Saturday, 24 October 2009

Smoking and health

postulate: Smoking is unrelated to lung cancer

Recent studies suggest that lung cancer may be a genetic disease

There are no studies showing that nicotine is a carcinogen.

August 1, 1990 edition of the Wall Street Journal
. A Study was conducted by researchers at Louisiana State University Medical Centre (New Orleans): Albert Einstein College (NY). The researchers studied 300 families in Southern Louisiana, who had a history of lung cancer, and compared them with 300 controls. The researchers concluded lung cancer is an inherited disease. Based upon retrospective studies 35 the researchers concluded that if a person had two copies of the lung cancer gene, his chances of getting lung cancer by the age of 50 would be 14% if he did not smoke, increasing to 27% if he were a heavy smoker. In the more likely case of an individual having only one copy of the gene, the researchers concluded that a non-smoker would have practically no risk of getting lung cancer by age 50, but for a heavy smoker the risk increased to 5% by age 50, 16% by age 60, and 25% by age 75.These figures remain highly contentious. There is an interesting quote from Neil E. Caporaso, a researcher at the US government-owned National Cancer Institute in Bethesda, MD. one out of eight smokers will be stricken with lung cancer (which is another way of saying that seven out of eight will not). Considering the fact that one out of every five Americans dies from some form of cancer, and that lung cancer is the most common form of cancer in persons between the ages of 45 and 74, and the second commonest form in persons over that age, Mr. Caporaso's estimate of the risk seems very modest and wholly at variance with the position taken by most government scientists, who shriek hysterically that smoking "causes" lung cancer.

a very interesting study was recently reported, which confirms that if there is a risk involved in smoking, it has been grossly exaggerated . On May 23, 1995, the Associated Press(US) reported on a study made by Dr. Gary Strauss. Strauss analysed 685 lung cancer patients seen at Brigham and Women's hospital in Boston(Mass) between 1988 and 1994. He found that 59% of the patients were non-smokers at the time their cancers were diagnosed.

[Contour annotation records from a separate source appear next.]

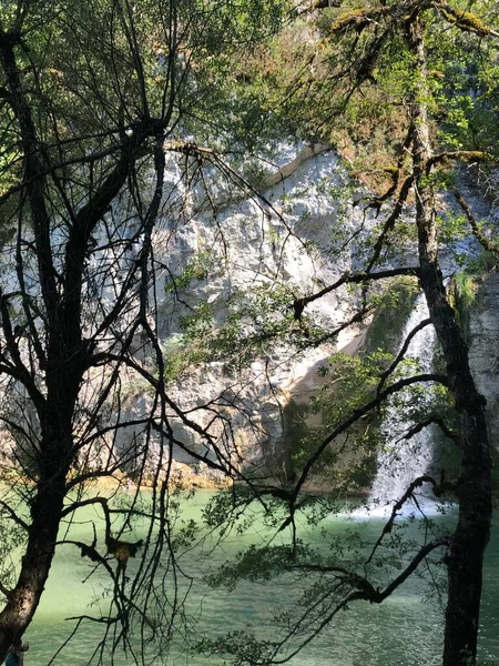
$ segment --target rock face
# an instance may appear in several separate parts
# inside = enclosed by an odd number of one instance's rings
[[[177,188],[182,179],[175,168],[173,163],[167,178]],[[170,354],[172,359],[189,355],[184,323],[198,312],[200,304],[208,311],[213,326],[206,334],[216,335],[234,312],[241,311],[242,294],[265,292],[272,297],[285,292],[282,312],[272,315],[278,321],[289,317],[294,297],[314,293],[344,271],[356,269],[355,246],[335,251],[356,230],[360,236],[358,230],[366,222],[353,208],[353,185],[338,155],[324,145],[284,148],[271,171],[259,180],[259,198],[237,200],[236,195],[236,202],[228,204],[224,203],[230,199],[224,183],[218,190],[215,186],[214,200],[207,206],[212,211],[203,206],[202,192],[185,193],[189,201],[181,214],[165,218],[156,231],[155,254],[165,266],[156,275],[157,330],[166,360]],[[307,307],[310,325],[317,322],[333,329],[348,317],[350,303],[346,289],[320,299]],[[248,326],[254,329],[255,321],[248,319]],[[284,342],[240,367],[227,367],[216,357],[200,367],[187,363],[170,383],[169,395],[222,441],[224,424],[213,420],[207,407],[216,404],[230,423],[234,450],[230,455],[240,458],[238,465],[272,466],[284,430],[285,405],[292,396],[309,392],[318,366],[332,352],[355,347],[357,334],[349,327],[337,340],[305,354]],[[132,401],[130,418],[140,417],[136,411],[143,402]],[[146,405],[143,407],[145,412]],[[198,455],[210,456],[203,438],[171,416],[175,438]],[[189,461],[180,446],[174,446],[173,455],[182,463]],[[207,472],[202,463],[196,466],[201,474]]]
[[[470,315],[471,370],[487,400],[492,447],[499,451],[499,274],[492,273],[477,292]]]

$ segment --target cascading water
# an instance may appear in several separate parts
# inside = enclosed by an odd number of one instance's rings
[[[420,294],[404,329],[401,345],[407,335],[428,317],[428,306],[424,294]],[[405,359],[417,362],[419,372],[431,372],[435,341],[435,329],[428,324],[413,337]],[[404,438],[414,425],[409,416],[413,411],[413,400],[414,396],[405,392],[388,402],[381,427],[381,435],[387,444],[386,448],[378,453],[377,476],[368,501],[369,515],[376,513],[384,515],[390,511],[390,506],[400,500],[409,484],[424,475],[431,464],[432,441],[428,427],[410,438]],[[428,404],[429,397],[426,400]]]

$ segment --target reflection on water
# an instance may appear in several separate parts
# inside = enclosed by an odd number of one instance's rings
[[[207,494],[198,493],[190,507],[190,514],[198,514],[200,506]],[[448,521],[439,517],[439,521]],[[327,536],[337,537],[360,528],[373,541],[379,535],[380,518],[353,522],[346,516],[334,517],[323,523]],[[416,526],[414,526],[416,529]],[[83,527],[80,527],[83,529]],[[305,531],[305,527],[303,527]],[[259,535],[262,536],[262,535]],[[237,552],[244,543],[256,541],[253,533],[245,537],[233,535],[224,542],[218,553],[224,561]],[[307,532],[303,537],[318,543],[318,532]],[[195,553],[186,558],[190,573],[201,575]],[[27,666],[45,666],[55,650],[64,643],[71,632],[71,623],[64,618],[88,612],[88,604],[102,595],[99,579],[90,578],[84,586],[83,578],[89,574],[89,562],[69,546],[61,548],[53,565],[42,604],[35,619],[27,633],[31,649],[27,655]],[[485,564],[485,593],[480,626],[480,656],[483,659],[499,659],[499,536],[496,526]],[[426,591],[426,588],[425,588]],[[207,593],[207,596],[206,596]],[[254,627],[265,635],[268,617],[275,606],[289,601],[291,591],[286,584],[243,583],[233,593],[225,591],[208,592],[201,583],[194,587],[192,613],[202,608],[198,630],[217,633]],[[353,604],[347,612],[340,613],[322,636],[308,645],[303,653],[291,662],[292,666],[437,666],[440,663],[442,643],[442,608],[432,597],[421,601],[421,582],[413,576],[395,595],[379,606]],[[83,627],[70,645],[55,658],[54,664],[83,666],[95,649],[94,625]],[[108,656],[104,663],[111,664]],[[131,660],[121,655],[114,664],[126,666]],[[159,664],[161,662],[153,662]],[[165,662],[166,663],[166,662]],[[221,664],[222,659],[202,658],[183,648],[174,649],[169,664],[201,666]]]

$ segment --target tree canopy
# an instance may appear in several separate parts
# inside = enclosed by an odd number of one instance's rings
[[[289,573],[312,581],[301,615],[281,616],[287,626],[282,643],[261,645],[248,635],[234,644],[206,640],[202,649],[241,664],[278,663],[298,629],[304,647],[352,602],[381,603],[435,552],[448,577],[442,663],[476,663],[491,451],[485,401],[440,266],[449,248],[456,266],[466,263],[452,244],[458,235],[491,254],[498,248],[496,230],[476,219],[460,188],[460,164],[483,180],[498,158],[497,8],[486,0],[475,6],[3,3],[0,372],[12,464],[3,473],[0,508],[22,557],[2,571],[0,656],[29,626],[64,542],[109,574],[109,613],[93,617],[103,627],[95,660],[102,662],[108,640],[141,662],[134,632],[166,654],[185,601],[176,549],[196,537],[192,525],[175,527],[182,506],[173,483],[175,448],[235,484],[207,509],[210,527],[258,502],[275,532],[289,533],[288,545],[251,548],[212,583]],[[289,134],[334,143],[350,176],[363,182],[352,202],[361,212],[358,230],[342,224],[352,208],[339,212],[352,190],[330,192],[338,215],[328,253],[343,266],[347,254],[348,268],[307,293],[277,269],[291,239],[305,252],[313,249],[266,198],[269,181],[257,160],[258,151]],[[276,270],[249,290],[232,290],[224,316],[214,321],[207,301],[190,302],[190,285],[230,255],[221,211],[245,198],[257,202],[271,231],[272,221],[282,224],[285,240],[276,243],[266,232]],[[446,212],[450,198],[459,213]],[[212,225],[217,250],[201,249],[175,273],[156,246],[161,241],[167,252],[193,211]],[[184,309],[179,349],[175,340],[162,340],[159,276],[165,274],[161,296]],[[234,442],[235,413],[244,414],[234,373],[255,359],[284,354],[284,345],[306,354],[334,341],[378,311],[394,281],[425,293],[429,322],[419,329],[435,326],[441,367],[400,372],[416,330],[391,354],[334,356],[314,401],[320,427],[284,461],[284,473],[272,465],[252,470]],[[316,321],[313,304],[333,294],[348,297],[344,320]],[[225,364],[230,387],[185,410],[172,398],[172,383],[185,379],[185,369],[213,362]],[[440,405],[432,413],[415,410],[407,436],[438,425],[459,451],[454,477],[411,480],[367,559],[354,553],[347,566],[342,544],[324,558],[299,543],[297,514],[317,519],[332,509],[324,497],[304,492],[307,482],[320,472],[333,498],[365,486],[387,400],[421,385],[435,387]],[[140,417],[128,411],[134,395],[144,401]],[[251,421],[252,414],[248,427]],[[348,470],[337,466],[345,450]],[[123,507],[116,496],[86,493],[90,481],[116,475],[139,486],[147,476],[151,501],[138,492]],[[459,503],[457,526],[430,532],[422,545],[400,546],[397,513],[422,484]],[[94,527],[91,543],[61,537],[61,525],[89,505],[99,511],[103,532]],[[138,523],[147,525],[140,538],[131,532]],[[383,566],[385,541],[401,549],[403,564],[378,586],[370,573]],[[140,563],[132,574],[133,557]]]

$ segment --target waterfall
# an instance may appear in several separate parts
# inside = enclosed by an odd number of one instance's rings
[[[428,317],[428,306],[424,294],[420,294],[404,329],[399,350],[410,331]],[[435,341],[435,329],[429,324],[413,337],[405,359],[417,361],[419,372],[431,372]],[[409,375],[411,372],[409,371],[406,374]],[[390,509],[389,505],[400,500],[409,484],[425,474],[431,464],[432,440],[428,427],[409,440],[404,438],[404,435],[414,425],[408,416],[411,411],[411,401],[413,396],[407,392],[394,395],[388,401],[385,421],[381,426],[381,435],[386,446],[378,453],[377,476],[368,500],[370,515],[387,513]],[[429,404],[429,401],[430,397],[427,398],[427,404]],[[414,507],[409,508],[410,511],[414,509]]]

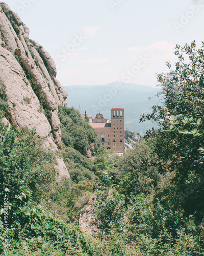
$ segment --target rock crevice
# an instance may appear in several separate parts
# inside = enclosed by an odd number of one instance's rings
[[[10,122],[36,129],[46,138],[47,147],[62,148],[58,105],[65,106],[67,94],[57,79],[49,54],[29,39],[29,29],[6,3],[0,5],[0,82],[6,86]],[[62,158],[60,176],[70,177]]]

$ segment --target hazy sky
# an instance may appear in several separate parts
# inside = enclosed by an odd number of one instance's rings
[[[63,86],[156,87],[176,44],[204,40],[204,0],[7,0],[57,63]]]

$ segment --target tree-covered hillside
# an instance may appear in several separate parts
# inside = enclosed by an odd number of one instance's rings
[[[35,130],[1,121],[1,255],[7,245],[11,255],[204,255],[203,49],[176,46],[175,68],[158,75],[163,105],[141,118],[159,128],[121,157],[60,107],[71,180],[56,180]]]

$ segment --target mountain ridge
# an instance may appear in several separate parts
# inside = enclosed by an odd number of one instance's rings
[[[118,82],[105,85],[72,85],[64,88],[69,95],[69,106],[78,109],[80,105],[83,114],[86,111],[94,118],[100,112],[104,117],[110,119],[111,108],[124,107],[125,128],[143,134],[152,127],[157,127],[149,121],[140,123],[139,119],[161,100],[157,96],[159,88]]]

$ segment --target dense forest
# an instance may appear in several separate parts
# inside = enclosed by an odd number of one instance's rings
[[[56,180],[55,153],[35,130],[8,129],[1,85],[0,243],[8,244],[7,255],[204,255],[203,49],[204,42],[176,46],[178,62],[158,76],[162,102],[141,118],[159,129],[121,157],[101,147],[77,111],[59,106],[71,180]]]

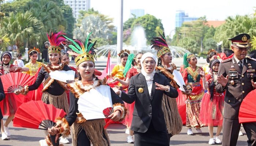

Of these, 8% of the entire sample had never smoked; 51% had smoked at one time but had given it up. Of the 51% who had quit, nearly one fourth had been off cigarettes for more than 20 years. On average, the former smokers had been off cigarettes for six years. Lung cancer is not always diagnosed in non-smokers, because doctors aren't necessarily looking for it. Currently, according to the CDC, 25% of the (US)population are smokers. In the study years (1988-1994), the percentage was as high as 30%. Thus, purely on the basis of demography, we would expect between 25 and 30% of the sufferers from lung cancer, or for that matter, hangnails or acne, to be current smokers. 41% of the cases studied by Strauss were current smokers. Given the role of detection bias (doctors more likely to diagnose lung cancer in smokers than non-smokers), the 41% figure suggests that the lung cancer risk for current smokers may be little or no greater than for non-smokers. In the article, Dr. David Burns of the University of California, seems to support the view that giving up smoking is not the "cure" for lung cancer. He is quoted as saying, "These folks have done what we told them to do, yet they are still at substantially increased risk. What can we do for them? We owe these people an answer." Burns suggested that it may be possible to device a genetic test to spot lung cancer. I would go further and suggest a genetic test to spot the likelihood that somebody will get lung cancer. Whether, in such an individual, giving up smoking would do any good, I don't know, but such individuals probably would choose not to smoke, just as I choose not to eat starches and sugars. The same article also reports that deaths from lung cancer have increased by 51% between 1980 and 1994, despite a drop in the percentage of adults who smoke from 42% in 1965, to 25% in 1993. Isn't it about time to stop blindly adhering to the notion that lung cancer will disappear if people simply give up smoking?

Actually, Dr. Burns is not the only medical doctor who has begun to question that simplistic notion. Julian Whitaker, MD( October 1995) "Since 1950, the incidence of all cancers in people between the ages of 50 and 60 years has increased by 44%, with even higher increases in some of the more deadly forms of cancer. Breast and colon cancer went up 60%, prostate up 100% and testicular cancer for men between the ages of 28 and 35 went up 300%. Lung cancer has gone up 262%, an increase that is obviously not related to cigarette smoking, because over the same period the number of people smoking cigarettes dropped from 50% to 25%..." Doctor Whitaker expresses no opinion as to the reasons for the startling increases in cancer in recent years.